# 2 - Geographical Mapping
In the last post, I looked at the most valued neighbourhoods in the city by average assessed value. We were coming across neighbourhoods like "Uplands", "Decoteau", and "Aster"... where are these neighbourhoods? I have no clue to be honest. I can't even say I've heard of these neighbourhoods or anything resembling their names. "Decoteau"? I almost don't even believe that's in Edmonton...

## gmaps Library
In my last project, librosa was a gem of a library that did wonders for audio signal processing. I'm hoping gmaps provides the same kind of breakthrough for me here because I found it using the same methodical approach that I used to find librosa... first result on google!

![](https://s-media-cache-ak0.pinimg.com/originals/bc/aa/a0/bcaaa0df3a76cb47b6e0674f458fcea3.gif)

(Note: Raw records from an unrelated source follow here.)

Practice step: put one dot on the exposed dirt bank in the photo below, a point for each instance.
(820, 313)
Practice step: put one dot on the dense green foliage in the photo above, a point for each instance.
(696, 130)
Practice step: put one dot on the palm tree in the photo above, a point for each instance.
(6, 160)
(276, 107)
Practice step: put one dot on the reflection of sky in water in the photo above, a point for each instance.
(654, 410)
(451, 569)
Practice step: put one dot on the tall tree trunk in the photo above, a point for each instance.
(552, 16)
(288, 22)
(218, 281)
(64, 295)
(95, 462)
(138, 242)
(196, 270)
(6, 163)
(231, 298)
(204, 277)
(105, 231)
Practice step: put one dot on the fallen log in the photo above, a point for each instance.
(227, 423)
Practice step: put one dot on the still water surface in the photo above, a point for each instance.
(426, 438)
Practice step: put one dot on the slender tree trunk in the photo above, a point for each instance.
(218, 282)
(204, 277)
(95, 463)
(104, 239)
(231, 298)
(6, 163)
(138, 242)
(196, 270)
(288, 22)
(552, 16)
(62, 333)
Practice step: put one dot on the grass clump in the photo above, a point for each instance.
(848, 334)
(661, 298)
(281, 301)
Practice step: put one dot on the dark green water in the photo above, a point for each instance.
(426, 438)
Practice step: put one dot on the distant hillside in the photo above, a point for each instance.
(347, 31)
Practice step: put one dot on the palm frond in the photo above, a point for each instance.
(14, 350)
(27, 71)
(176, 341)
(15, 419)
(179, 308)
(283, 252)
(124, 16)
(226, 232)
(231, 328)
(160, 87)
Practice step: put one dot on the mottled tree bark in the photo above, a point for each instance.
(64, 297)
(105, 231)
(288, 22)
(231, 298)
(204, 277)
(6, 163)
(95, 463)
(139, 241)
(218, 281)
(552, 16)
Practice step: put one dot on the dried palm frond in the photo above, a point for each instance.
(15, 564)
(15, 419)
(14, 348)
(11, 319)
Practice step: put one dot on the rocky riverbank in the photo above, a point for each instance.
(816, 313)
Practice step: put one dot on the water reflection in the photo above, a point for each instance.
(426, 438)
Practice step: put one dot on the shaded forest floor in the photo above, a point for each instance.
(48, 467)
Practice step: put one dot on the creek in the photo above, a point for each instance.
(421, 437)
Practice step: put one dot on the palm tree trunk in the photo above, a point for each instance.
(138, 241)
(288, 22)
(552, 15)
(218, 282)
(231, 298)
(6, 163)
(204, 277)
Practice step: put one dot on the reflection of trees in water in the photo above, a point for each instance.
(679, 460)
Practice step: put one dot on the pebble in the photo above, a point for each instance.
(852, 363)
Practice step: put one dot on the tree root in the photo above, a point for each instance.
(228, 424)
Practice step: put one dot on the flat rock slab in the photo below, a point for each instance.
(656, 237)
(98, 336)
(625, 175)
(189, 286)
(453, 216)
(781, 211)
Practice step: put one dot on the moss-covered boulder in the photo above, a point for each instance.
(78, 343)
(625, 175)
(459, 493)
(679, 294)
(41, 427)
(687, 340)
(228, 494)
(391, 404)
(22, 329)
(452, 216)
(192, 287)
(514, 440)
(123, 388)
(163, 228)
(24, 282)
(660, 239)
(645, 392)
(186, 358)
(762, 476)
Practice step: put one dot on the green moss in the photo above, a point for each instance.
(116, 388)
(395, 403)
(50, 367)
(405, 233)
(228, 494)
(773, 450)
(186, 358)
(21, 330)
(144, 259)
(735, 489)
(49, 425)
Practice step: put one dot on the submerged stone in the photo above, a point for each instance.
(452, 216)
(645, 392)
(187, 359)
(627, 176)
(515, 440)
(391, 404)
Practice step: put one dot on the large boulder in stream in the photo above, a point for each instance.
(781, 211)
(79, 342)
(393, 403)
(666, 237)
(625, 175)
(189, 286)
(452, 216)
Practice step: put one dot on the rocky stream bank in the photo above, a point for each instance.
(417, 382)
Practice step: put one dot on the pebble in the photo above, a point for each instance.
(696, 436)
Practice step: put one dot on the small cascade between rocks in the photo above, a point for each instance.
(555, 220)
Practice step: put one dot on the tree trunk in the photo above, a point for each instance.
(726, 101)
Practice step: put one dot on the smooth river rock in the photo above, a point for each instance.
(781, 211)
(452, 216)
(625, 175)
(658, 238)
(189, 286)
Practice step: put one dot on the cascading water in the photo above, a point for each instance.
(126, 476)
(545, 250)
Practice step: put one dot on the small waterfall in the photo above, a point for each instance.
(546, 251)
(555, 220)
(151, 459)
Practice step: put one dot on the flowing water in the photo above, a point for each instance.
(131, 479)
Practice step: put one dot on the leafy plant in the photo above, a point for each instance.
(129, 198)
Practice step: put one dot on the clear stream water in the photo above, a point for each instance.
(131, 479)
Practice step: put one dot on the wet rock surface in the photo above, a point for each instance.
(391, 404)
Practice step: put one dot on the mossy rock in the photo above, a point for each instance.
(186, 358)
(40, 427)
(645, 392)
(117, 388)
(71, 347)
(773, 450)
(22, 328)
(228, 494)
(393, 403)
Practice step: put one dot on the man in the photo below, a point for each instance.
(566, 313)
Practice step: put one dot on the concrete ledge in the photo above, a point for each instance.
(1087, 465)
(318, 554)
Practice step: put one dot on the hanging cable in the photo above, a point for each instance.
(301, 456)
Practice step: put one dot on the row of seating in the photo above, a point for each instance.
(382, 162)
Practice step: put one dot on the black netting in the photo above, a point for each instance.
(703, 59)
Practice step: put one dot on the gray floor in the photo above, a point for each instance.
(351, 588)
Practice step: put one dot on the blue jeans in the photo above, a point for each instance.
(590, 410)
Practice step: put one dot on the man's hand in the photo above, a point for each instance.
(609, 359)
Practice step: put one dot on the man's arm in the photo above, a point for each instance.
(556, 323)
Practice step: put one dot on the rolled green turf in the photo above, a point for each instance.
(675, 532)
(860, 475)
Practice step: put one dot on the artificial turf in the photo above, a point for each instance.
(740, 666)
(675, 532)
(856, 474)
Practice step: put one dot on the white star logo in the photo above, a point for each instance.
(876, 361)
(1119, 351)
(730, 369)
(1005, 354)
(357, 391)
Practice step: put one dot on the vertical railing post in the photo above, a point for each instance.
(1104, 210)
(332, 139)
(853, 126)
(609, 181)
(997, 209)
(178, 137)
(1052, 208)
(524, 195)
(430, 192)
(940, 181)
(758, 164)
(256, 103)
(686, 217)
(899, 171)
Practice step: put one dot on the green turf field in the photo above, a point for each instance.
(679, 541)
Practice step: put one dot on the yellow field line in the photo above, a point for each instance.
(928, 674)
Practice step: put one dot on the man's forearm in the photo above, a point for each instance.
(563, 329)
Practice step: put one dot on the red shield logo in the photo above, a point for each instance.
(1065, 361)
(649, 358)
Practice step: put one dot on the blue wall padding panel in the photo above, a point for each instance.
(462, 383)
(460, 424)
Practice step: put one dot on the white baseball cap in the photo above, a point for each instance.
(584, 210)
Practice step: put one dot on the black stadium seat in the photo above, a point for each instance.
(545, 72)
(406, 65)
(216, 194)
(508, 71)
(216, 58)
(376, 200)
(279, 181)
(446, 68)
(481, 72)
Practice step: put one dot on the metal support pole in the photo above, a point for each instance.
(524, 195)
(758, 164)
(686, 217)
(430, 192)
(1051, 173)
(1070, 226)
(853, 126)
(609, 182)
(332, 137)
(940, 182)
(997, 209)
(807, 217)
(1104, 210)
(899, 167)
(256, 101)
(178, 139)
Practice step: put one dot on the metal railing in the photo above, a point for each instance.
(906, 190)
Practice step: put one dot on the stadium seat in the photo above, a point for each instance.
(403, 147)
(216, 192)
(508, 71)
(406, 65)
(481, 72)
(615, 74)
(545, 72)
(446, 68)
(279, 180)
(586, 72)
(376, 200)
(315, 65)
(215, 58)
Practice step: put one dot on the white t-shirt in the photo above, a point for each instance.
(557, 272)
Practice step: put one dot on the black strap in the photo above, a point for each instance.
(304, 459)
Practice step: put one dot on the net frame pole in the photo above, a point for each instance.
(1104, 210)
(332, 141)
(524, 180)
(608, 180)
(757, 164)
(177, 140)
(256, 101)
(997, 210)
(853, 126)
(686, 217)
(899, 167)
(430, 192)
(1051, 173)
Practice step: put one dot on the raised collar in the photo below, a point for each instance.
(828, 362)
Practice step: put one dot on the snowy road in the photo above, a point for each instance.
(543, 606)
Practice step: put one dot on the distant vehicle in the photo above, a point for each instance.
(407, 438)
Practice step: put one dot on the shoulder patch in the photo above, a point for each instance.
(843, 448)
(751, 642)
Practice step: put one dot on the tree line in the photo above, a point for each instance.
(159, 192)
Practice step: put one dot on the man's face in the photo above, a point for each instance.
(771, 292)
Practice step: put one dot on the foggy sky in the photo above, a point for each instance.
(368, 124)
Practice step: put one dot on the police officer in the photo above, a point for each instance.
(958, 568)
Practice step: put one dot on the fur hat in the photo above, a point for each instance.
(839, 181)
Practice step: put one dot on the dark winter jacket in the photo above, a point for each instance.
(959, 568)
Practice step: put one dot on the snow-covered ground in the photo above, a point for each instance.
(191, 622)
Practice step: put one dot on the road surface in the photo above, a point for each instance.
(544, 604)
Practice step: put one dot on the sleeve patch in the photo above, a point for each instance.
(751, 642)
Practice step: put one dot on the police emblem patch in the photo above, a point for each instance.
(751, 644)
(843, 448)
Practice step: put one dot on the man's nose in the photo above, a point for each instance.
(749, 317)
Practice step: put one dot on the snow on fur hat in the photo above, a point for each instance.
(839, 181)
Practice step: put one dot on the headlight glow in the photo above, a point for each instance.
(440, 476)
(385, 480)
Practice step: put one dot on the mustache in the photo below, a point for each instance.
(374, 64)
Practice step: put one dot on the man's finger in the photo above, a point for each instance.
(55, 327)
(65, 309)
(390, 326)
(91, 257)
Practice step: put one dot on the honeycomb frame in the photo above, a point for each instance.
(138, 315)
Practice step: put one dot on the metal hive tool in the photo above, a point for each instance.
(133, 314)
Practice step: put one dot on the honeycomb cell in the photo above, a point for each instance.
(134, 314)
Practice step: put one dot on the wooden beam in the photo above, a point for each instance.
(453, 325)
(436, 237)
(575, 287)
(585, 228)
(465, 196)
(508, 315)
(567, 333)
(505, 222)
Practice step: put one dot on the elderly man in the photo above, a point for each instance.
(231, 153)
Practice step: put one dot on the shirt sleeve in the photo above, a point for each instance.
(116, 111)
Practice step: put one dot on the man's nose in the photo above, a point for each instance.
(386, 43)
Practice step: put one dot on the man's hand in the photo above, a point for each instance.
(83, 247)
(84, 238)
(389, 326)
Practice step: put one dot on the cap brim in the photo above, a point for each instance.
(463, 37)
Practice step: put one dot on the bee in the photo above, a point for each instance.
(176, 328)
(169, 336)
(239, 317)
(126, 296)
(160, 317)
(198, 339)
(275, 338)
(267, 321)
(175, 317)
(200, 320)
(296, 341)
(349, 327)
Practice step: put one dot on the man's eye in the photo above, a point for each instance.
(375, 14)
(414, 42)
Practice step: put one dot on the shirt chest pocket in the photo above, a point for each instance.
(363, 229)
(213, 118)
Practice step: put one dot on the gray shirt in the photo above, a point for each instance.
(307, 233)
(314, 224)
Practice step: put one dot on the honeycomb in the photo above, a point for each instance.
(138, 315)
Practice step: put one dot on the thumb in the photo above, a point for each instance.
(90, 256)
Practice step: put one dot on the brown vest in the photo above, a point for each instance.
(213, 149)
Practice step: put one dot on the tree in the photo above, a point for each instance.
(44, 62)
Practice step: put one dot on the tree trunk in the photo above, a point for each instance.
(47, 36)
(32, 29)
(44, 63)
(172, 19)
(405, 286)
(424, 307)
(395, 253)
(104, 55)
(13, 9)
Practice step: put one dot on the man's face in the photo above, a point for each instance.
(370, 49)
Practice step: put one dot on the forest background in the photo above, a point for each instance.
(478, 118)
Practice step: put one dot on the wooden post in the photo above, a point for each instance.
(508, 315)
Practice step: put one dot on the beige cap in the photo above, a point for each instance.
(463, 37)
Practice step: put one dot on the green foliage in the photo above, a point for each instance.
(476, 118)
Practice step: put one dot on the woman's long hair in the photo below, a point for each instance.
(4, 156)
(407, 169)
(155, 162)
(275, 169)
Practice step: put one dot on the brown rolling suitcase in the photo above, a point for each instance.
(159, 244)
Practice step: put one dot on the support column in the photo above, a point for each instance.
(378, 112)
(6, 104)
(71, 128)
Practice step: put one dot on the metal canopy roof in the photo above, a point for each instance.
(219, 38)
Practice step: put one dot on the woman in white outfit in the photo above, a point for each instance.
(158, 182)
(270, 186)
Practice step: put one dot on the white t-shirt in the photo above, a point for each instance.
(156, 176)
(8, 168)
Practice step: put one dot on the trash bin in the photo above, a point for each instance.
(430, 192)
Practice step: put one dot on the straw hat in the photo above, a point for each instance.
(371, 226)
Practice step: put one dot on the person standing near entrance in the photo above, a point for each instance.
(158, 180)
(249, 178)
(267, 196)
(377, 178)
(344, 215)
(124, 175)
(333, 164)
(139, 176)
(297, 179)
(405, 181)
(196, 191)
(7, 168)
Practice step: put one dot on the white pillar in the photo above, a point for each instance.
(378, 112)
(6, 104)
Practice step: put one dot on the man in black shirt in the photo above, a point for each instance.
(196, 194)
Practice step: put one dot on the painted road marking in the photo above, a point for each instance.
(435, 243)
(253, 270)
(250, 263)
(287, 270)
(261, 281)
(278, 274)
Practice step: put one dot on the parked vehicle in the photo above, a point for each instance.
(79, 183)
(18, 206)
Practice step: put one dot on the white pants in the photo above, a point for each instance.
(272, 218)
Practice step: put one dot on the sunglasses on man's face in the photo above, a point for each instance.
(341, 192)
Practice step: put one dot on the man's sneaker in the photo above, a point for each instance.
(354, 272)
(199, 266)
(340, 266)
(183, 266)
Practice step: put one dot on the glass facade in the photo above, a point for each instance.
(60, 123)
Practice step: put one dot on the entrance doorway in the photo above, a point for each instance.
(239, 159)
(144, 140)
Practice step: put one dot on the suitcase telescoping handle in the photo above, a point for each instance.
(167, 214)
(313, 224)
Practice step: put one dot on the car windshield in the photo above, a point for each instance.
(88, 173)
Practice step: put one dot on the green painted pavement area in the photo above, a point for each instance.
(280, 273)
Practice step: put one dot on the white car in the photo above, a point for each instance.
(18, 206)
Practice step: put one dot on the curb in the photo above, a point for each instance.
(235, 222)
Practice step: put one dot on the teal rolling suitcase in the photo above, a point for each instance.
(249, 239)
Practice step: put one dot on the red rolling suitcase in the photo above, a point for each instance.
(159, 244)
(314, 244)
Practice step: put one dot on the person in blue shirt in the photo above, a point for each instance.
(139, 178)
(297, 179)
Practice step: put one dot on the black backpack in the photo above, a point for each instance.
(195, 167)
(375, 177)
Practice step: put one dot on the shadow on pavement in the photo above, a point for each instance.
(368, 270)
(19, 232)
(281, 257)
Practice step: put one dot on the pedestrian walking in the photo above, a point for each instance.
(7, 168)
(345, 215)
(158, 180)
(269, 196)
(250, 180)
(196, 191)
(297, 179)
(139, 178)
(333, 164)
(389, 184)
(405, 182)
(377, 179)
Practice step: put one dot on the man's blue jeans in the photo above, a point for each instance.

In all seriousness though, it looks like gmaps is able to embed a google maps interface right into Jupyter and allow you to plot on top of that. That sounds pretty enticing for now and definitely worth checking out for what I want to do here.

In [1]:
# Enable plots in the notebook
%matplotlib inline
import matplotlib.pyplot as plt

# Seaborn makes our plots prettier
import seaborn
seaborn.set(style = 'ticks')

# Import jupyter widgets
from ipywidgets import widgets

import numpy as np
import pandas as pd
import os
import gmaps
import warnings
warnings.filterwarnings('ignore')

In [2]:
# Initiate and configure gmaps with API Key
gmaps.configure(api_key=os.environ["GOOGLE_API_KEY"])

In [3]:
fig = gmaps.figure()
fig

Wow! That was easy. We straight up have an interactive google maps display within jupyter! Let's check out some of gmaps' capabilities using some of its out of the box datasets.

In [4]:
# Import data sets
import gmaps.datasets

In [5]:
# Map all sites of political violence in Africal between 1997 and 2015
locations = gmaps.datasets.load_dataset_as_df("acled_africa")
fig = gmaps.figure()
heatmap_layer = gmaps.heatmap_layer(locations)
fig.add_layer(heatmap_layer)
fig

So there's the heatmap capabilities. It looks like you can also plot dots.

In [6]:
# Plot all the starbucks locations in the UK
df = gmaps.datasets.load_dataset_as_df("starbucks_kfc_uk")

starbucks_df = df[df["chain_name"] == "starbucks"]
starbucks_df = starbucks_df[['latitude', 'longitude']]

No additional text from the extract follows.